IT WAS A CASE OF “Mum’s the word!” at Tower Hamlets Cabinet on Thursday, 25th July as pro-nursery campaigners were banned from addressing the Mayor and Cabinet.
Campaigners had wanted to speak to the Mayor about his controversial proposal to close the three remaining Local Authority Day Nurseries (LADN) in Tower Hamlets. The proposal was set out in a Report which went to the June Cabinet meeting – and campaigners believe the Report is flawed.
“We have serious concerns about the proposal,” said a spokesperson from Save Our Nurseries. “In the report, the Council admits that it stopped children from the waiting list taking up vacancies at the nurseries – and then based its viability assessment on the reduced number of children attending. It promised all children could find other places in the day-care or education sectors – but without any serious evidence that suitable places were available. This is not a safe basis on which to plan our children’s futures.”
Campaigners also noted that the Report refers to an intention to adapt a local centre to accommodate some children with special needs – but the Report doesn’t say when the adaptations would be done or how they would be paid for. This point was picked up at the Overview & Scrutiny Committee’s review of the Mayor’s decision to shut the nurseries.
“There’s too many unanswered questions for this to be a safe consultation,” said the Save Our Nurseries spokesperson. “So when we were told we couldn’t address Cabinet, we had to show that we had been silenced.”
It is not yet clear who was responsible for silencing the mums.
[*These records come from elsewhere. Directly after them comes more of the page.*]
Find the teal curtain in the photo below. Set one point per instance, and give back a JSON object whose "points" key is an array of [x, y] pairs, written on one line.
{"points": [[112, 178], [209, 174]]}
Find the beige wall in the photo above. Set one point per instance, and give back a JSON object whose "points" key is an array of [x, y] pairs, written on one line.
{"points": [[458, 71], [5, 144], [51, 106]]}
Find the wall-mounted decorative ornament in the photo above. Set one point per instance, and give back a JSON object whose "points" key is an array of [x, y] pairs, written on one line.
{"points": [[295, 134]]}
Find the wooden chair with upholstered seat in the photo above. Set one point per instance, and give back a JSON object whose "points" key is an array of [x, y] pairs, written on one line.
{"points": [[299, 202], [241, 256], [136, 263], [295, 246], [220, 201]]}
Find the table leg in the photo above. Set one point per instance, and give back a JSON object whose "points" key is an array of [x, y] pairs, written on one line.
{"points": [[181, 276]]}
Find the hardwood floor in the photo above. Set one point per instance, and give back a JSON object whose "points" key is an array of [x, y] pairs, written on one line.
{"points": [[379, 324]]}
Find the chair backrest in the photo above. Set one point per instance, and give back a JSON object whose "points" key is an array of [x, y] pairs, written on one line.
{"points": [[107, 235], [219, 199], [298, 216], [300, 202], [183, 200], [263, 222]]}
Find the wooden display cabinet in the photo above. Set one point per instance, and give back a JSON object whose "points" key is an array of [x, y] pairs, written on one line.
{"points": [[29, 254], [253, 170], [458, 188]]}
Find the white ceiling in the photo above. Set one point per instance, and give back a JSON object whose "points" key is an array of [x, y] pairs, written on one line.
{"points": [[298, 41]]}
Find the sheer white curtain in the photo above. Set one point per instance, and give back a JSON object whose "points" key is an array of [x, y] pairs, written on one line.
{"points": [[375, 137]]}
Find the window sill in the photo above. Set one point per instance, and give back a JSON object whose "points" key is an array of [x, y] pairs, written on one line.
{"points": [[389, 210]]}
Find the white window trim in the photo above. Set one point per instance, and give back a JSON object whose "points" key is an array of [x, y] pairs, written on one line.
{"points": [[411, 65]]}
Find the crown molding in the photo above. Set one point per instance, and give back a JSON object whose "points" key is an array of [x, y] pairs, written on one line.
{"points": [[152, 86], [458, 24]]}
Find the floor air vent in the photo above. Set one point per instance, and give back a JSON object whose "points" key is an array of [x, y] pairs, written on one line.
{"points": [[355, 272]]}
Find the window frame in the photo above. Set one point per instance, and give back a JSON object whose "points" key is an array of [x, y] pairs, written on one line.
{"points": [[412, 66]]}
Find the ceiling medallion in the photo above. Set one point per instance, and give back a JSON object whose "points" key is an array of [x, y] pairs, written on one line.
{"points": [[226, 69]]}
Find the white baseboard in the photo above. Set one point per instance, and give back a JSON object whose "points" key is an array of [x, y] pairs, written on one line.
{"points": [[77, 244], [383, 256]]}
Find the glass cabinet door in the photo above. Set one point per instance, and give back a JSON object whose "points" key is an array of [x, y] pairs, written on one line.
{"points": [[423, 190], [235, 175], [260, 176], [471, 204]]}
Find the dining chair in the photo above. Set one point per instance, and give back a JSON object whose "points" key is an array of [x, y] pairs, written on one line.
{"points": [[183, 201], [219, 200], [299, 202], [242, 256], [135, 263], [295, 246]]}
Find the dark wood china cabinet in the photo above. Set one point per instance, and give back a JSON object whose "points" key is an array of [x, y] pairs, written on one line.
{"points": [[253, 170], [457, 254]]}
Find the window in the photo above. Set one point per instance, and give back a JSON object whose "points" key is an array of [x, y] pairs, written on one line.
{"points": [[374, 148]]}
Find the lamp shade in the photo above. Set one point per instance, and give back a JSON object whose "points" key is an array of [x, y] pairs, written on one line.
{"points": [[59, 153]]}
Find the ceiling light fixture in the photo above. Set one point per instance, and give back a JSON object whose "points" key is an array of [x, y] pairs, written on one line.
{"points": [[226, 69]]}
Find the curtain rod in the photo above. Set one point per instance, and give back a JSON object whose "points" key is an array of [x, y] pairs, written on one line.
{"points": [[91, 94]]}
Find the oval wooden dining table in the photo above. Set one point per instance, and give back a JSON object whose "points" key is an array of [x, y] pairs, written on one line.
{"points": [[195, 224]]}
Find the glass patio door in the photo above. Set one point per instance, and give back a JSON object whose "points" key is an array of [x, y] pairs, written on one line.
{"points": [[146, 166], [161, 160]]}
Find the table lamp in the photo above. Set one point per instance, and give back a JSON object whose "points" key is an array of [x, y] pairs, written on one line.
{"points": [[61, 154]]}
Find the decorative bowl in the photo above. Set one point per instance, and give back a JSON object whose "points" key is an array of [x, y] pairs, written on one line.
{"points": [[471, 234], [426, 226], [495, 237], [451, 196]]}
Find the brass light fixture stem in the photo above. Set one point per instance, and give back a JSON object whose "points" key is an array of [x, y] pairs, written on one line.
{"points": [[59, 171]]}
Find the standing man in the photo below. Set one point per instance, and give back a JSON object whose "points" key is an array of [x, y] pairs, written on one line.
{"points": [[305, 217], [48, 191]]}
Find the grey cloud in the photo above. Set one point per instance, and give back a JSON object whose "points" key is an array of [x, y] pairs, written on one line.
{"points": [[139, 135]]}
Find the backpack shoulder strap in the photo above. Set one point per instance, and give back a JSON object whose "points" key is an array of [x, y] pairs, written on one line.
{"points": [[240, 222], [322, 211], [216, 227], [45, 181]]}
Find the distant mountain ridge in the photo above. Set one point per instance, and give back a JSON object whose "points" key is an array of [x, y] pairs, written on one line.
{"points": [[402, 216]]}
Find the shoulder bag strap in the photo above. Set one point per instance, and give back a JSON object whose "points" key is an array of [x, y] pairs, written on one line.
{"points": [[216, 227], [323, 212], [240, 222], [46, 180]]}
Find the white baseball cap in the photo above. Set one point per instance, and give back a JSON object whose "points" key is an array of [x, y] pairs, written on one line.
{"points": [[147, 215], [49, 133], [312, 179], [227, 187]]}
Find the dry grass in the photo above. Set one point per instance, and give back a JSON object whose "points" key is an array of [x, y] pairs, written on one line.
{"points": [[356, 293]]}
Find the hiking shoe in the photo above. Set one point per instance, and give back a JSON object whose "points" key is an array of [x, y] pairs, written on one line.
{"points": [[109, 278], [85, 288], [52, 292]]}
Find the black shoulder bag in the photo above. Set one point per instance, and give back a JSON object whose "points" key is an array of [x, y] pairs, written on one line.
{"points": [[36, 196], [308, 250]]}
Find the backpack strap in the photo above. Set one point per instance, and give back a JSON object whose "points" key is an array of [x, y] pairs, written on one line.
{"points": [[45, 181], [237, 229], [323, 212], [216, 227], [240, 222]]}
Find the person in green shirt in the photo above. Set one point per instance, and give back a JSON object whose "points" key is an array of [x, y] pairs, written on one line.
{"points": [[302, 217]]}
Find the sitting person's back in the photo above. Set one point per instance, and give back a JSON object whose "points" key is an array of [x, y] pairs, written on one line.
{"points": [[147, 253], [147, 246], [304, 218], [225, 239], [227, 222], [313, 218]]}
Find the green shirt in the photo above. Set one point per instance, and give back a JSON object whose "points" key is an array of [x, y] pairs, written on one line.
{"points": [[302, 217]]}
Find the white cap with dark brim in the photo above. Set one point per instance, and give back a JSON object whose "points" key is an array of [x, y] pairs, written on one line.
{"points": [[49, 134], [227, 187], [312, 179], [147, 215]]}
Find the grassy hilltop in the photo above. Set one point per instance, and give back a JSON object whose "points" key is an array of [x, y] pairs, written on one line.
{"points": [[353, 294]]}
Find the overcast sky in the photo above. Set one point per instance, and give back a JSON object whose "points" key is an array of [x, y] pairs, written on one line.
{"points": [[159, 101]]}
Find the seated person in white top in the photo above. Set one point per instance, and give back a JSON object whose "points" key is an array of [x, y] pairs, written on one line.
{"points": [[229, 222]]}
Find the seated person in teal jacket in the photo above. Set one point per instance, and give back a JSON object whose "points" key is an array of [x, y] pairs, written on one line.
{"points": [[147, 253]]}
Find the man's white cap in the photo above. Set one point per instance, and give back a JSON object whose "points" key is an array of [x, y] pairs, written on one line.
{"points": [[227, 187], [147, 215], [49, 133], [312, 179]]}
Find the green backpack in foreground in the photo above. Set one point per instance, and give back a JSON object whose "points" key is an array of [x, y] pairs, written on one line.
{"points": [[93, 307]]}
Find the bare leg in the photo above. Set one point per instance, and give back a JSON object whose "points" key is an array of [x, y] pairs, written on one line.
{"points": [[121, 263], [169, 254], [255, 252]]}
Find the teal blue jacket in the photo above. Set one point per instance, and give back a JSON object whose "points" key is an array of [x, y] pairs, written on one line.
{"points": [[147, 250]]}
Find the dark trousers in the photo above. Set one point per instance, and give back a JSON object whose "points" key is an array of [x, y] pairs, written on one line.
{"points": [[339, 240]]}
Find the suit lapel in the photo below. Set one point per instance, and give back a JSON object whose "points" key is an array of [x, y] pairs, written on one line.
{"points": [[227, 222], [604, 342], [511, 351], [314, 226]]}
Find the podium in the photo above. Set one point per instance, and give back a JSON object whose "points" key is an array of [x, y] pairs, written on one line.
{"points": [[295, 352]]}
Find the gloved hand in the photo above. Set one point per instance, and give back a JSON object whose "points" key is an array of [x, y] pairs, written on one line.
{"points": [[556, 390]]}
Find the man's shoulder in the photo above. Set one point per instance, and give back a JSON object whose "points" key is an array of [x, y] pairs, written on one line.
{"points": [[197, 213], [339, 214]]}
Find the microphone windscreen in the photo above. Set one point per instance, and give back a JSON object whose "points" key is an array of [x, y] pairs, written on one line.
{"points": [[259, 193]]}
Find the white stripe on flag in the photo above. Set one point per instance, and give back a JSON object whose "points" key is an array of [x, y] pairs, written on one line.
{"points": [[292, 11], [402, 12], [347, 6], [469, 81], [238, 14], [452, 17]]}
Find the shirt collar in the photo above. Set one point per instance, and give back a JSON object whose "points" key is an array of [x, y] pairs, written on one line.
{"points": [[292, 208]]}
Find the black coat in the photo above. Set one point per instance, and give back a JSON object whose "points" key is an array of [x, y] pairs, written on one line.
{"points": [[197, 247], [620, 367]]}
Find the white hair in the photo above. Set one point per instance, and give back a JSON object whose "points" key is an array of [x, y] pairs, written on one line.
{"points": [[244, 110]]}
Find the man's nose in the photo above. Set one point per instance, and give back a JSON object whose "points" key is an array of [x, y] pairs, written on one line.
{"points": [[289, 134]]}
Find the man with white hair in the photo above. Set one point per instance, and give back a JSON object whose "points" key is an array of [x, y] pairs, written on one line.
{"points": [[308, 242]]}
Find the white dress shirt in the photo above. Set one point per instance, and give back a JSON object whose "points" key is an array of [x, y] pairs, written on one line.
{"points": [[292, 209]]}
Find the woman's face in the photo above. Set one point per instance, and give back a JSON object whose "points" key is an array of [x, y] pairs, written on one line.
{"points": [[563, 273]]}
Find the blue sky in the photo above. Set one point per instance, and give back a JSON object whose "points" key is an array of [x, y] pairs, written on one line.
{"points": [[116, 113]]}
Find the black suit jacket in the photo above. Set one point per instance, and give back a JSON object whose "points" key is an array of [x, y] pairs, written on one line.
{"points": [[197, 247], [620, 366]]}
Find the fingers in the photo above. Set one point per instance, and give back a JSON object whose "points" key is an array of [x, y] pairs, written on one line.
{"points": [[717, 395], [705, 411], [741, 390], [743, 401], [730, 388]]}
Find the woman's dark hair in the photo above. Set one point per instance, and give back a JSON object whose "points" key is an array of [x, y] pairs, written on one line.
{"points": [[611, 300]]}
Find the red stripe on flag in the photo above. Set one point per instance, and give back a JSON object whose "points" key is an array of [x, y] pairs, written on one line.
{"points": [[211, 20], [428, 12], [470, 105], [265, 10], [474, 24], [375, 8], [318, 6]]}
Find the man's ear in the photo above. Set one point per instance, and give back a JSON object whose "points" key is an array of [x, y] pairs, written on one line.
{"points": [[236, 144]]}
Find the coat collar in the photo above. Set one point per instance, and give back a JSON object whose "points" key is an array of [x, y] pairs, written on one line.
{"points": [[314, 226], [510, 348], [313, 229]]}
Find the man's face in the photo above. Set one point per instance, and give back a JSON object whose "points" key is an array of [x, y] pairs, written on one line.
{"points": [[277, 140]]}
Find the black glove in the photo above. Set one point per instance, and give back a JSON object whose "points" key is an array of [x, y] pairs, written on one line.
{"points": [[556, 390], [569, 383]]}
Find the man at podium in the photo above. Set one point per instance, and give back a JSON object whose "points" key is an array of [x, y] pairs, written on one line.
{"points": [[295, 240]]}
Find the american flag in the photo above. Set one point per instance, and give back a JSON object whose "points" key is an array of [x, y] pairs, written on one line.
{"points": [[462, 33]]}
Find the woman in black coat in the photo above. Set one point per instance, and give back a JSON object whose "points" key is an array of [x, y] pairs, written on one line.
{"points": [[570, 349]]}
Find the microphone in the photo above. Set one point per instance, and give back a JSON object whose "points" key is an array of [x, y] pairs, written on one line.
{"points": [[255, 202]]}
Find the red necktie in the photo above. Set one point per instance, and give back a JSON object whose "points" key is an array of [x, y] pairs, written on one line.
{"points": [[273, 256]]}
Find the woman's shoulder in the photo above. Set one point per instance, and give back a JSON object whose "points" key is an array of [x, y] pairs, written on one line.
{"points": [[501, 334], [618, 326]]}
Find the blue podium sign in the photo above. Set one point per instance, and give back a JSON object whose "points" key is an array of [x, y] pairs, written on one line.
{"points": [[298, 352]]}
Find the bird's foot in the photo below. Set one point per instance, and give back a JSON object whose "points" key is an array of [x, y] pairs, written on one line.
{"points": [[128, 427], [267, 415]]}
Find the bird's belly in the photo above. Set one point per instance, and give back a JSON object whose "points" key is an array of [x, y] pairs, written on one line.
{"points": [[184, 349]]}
They made their request to address Cabinet on 12th July, in a petition which made it quite clear that the concerns were about the Report to the June Cabinet – and whether it was a safe basis on which the consultation could go ahead. The petition request read: “We the undersigned note the concern expressed at the Overview & Scrutiny Committee meeting on 11th July and by the general public over the proposal to conduct a public consultation over the proposal to close the three remaining Local Authority Day Nurseries. We wish to speak to the Cabinet in respect of our concerns over the standard of the Report to the June Cabinet meeting.”
At first the Cabinet Clerk stated that the Mums should feed their views about the nurseries into the public consultation. Mums had to point out that they wanted to talk to the Cabinet about whether the consultation was based on a sound proposal – which was why they wished to address Cabinet before the consultation went any further. Still they were turned down.
On 18th July, the Cabinet Clerk wrote to the Mums to say that he would raise their request to speak to Cabinet with the Mayor. However, at Cabinet on 25th July, Tower Hamlets Executive Mayor John Biggs noticed the silent protest – and said that he had not received any requests to speak.
Mums will now be taking up the strange way in which their request to speak was handled.